Raisonnables, les quelques fans rencontrés font preuve de réalisme: "Mieux vaut des matches à huis clos pour freiner la progression de l'épidémie qu'une catastrophe sanitaire", reconnaît Nicole Bartelt, 44 ans, maillot noir du BVB sur le dos, qui devait rejoindre un couple d'amis pour regarder la rencontre, en respectant les règles sanitaires n'autorisant les réunions qu'entre deux foyers différents et avec une distance de sécurité minimale de 1,5 m.
Un peu plus loin, Marco Perz, 45 ans et possesseur d'une carte de membre permanent depuis 1987, porte fièrement une veste sur laquelle sont collés des dizaines de logos du club. «Il serait absurde et dangereux» que la saison n'aille pas à son terme, juge-t-il: «Pas nécessairement pour les sportifs, qui devront peut-être acheter une Lamborghini en moins, mais pour toute l'économie qui dépend d'eux, les techniciens, jardiniers, magasins de fans.»
Mais cet avis n'est pas unanime: une majorité de l'opinion publique n'est pas favorable à la reprise du championnat (56% des personnes interrogées dans un sondage cette semaine)...
Le secteur du football, lui, sait qu'en jouant les neuf dernières journées de la saison, ses clubs vont récupérer 300 millions d'euros de droits TV, qui permettront à plusieurs d'entre eux d'éviter la faillite.
L'Allemagne en pionnière
Pionnière en Europe parmi les championnat majeurs, l'Allemagne porte désormais la lourde responsabilité de montrer la voie à ses voisins comme l'Angleterre, l'Espagne et l'Italie, qui espèrent encore reprendre. Le succès ou l'échec de son opération «re-start» démontrera que le sport professionnel peut vivre - ou non - avec le coronavirus.
Jusqu'au Brésil, le monde est attentif: au pays de Pelé, les commentateurs n'ont pas hésité à lancer à la télévision qu'il y avait autant d'attente pour ces matches de Bundesliga que pour une finale de Coupe du monde !
Pour convaincre les pouvoirs publics allemands, les équipes ont accepté de se soumettre à des mesures sanitaires draconiennes, et dû notamment s'isoler du monde toute cette semaine.
Deux entraîneurs de Bundesliga ont déjà été exclus des matches de ce week-end pour avoir violé cette quarantaine.
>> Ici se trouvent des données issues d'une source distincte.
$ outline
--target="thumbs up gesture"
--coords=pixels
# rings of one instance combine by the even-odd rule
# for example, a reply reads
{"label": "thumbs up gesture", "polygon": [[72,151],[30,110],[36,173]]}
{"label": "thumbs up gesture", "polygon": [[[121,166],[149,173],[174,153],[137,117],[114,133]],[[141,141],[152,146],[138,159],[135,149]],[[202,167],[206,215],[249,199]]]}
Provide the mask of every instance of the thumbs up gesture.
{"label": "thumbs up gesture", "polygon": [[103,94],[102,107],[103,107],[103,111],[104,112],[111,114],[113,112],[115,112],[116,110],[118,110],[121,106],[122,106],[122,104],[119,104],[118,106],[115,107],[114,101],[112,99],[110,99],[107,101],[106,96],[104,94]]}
Heiko Herrlich, d'Augsbourg, coupable d'être sorti de l'hôtel pour aller acheter du dentifrice en ville. Et Urs Fischer, son collègue de l'Union Berlin, qui a volontairement quitté son groupe pour un deuil familial.
«Le monde entier regarde maintenant vers nous», a constaté vendredi l'entraîneur du Bayern Munich Hansi Flick: «Ça peut être un signal pour toutes les autres ligues et ça peut permettre au sport de reprendre partout (...). Nous avons une fonction d'exemple très importante.»
«Il faudra s'en tenir aux règles, et si l'on ne s'y tient pas, il risque d'y avoir un carton rouge», a lancé vendredi le puissant chef du gouvernement régional de Bavière Markus Söder, pourtant fervent fan de football. Preuve que le moindre écart de la part de la Bundesliga aura sans doute des conséquences majeures, bien au-delà des pelouses allemandes.